Although circumferential collimation limits the irradiation of healthy tissue outside the cross section of the irradiated tumor, it does not allow a therapist to regulate the dose within the tumor or to accurately control the dose received by irregular or convex tumors. Such circumferential collimation is best when a tumor is removed from radiation sensitive organs and the tumor may be approximated by a regular convex shape such as a cylinder or sphere.
When a radiation sensitive organ is near a tumor or the tumorous volume is of an irregular shape, the ability to regulate the fluence directed toward different parts of the tumor becomes very important. Ideal radiation therapy under these conditions requires that the intensity of each adjacent section of the radiation beam (along both a beam width and a beam thickness perpendicular to the width) be separately controllable.
A radiotherapy machine that regulates the fluence of a beam in such a manner is presented in co-pending U.S. patent application Ser. No. 07/854,521, filed Mar. 19, 1992 by Stuart Swerdloff et al. That application discloses a radiotherapy machine employing a fan beam for irradiating a sequence of "slices" of a tumor. A compensator disclosed therein varies the fluence of adjacent rays within the fan beam width.

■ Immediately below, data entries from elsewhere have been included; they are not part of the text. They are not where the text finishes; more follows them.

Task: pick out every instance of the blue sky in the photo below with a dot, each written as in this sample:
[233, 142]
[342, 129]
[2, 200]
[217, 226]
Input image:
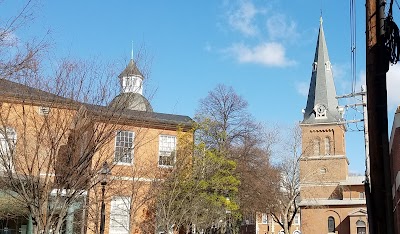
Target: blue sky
[263, 49]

The compensator includes a number of radiation attenuating leaves disposed along the fan beam width that move into the fan beam in a closed state, each leaf thus occluding one ray of the beam, and move out of the fan beam in an open state to allow unobstructed passage of the associated rays. A timer controls the ratio of the time during which each leaf is in the closed state to the time during which each leaf is in the open state thereby controlling the average intensity of each ray of the beam width independent of the other rays.
The compensator's ability to vary the intensity of individual rays within the beam width and among tumor slices, as opposed to simply collimating the edges of the beam, allows advanced techniques of therapy planning to be employed. In such techniques a fluence profile across the width of the beam is varied for each angle about the tumor to accurately control the radiation dose delivered to and around the tumor.

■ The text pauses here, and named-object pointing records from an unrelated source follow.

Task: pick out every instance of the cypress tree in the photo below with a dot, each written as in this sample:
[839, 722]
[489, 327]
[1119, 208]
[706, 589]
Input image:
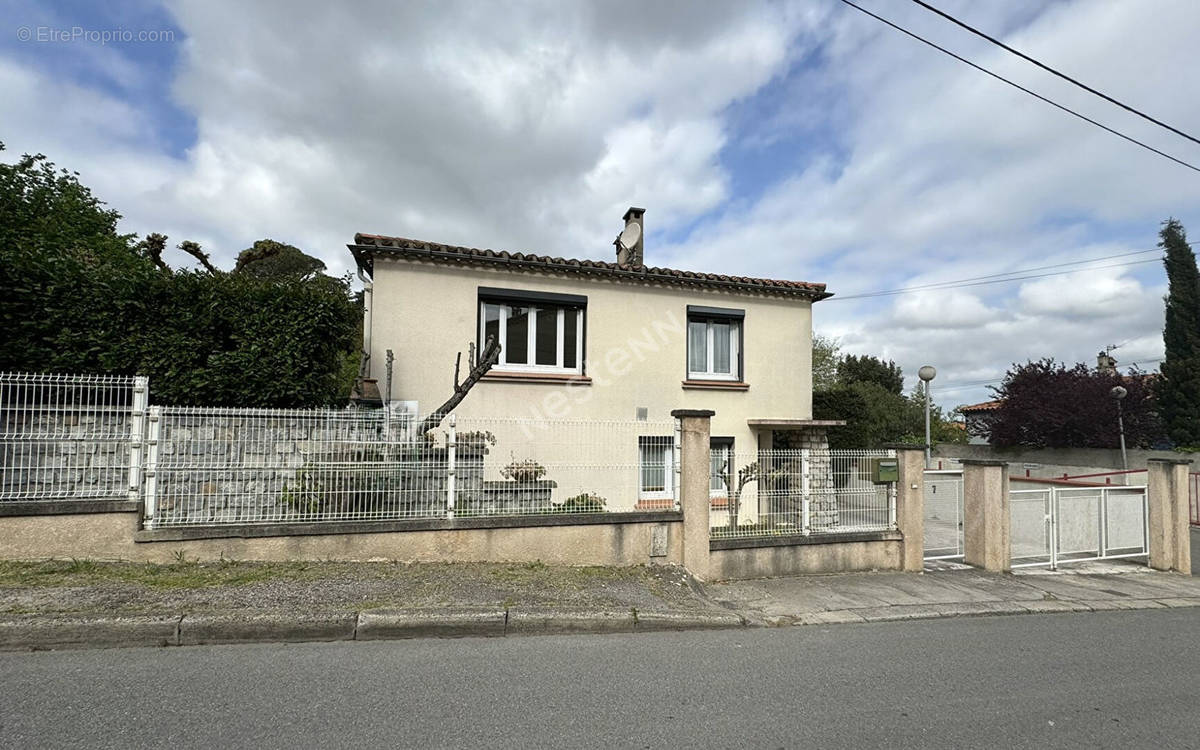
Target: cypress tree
[1179, 390]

In this technique, a "pixel" of exposure is defined by the number of controllable rays in the fan beam and hence the width of each ray and the fan beam thickness. Smaller pixels provide better dose placement.
When a thin fan beam is used, smaller pixels are obtained, but more slices are needed to treat a tumor and hence more gantry rotations are required. This prolongs the treatment time because the speed of gantry rotation is limited by its fluence which is essentially constant regardless of fan beam width. If gantry rotation speed is increased, the radiation absorbed by the tumor slice is decreased.

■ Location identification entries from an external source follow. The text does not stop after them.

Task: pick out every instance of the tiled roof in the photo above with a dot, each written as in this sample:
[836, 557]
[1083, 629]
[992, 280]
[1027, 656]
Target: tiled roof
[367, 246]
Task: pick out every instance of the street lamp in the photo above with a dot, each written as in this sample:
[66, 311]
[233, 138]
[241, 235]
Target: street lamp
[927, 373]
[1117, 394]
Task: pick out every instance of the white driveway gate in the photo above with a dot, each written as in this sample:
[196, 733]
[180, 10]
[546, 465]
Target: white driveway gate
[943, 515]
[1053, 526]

In addition, gantry rotation speed is also limited by the maximum switching speed of the compensator leaves. To provide the desired duty cycle for each beam ray, the compensator leaves must be moved once in and out of the beam at each gantry angle and the next gantry angle cannot be assumed until that movement is complete.
The tradeoff between treatment time and pixels size is illustrated by two polar design approaches for a compensator based system. One design approach would use a thick beam using a circumferential collimator. This design would provide fast therapy but large pixels and thus coarse fluence regulation. The second design approach would use a thin beam and require more time per therapy session producing finer fluence regulation.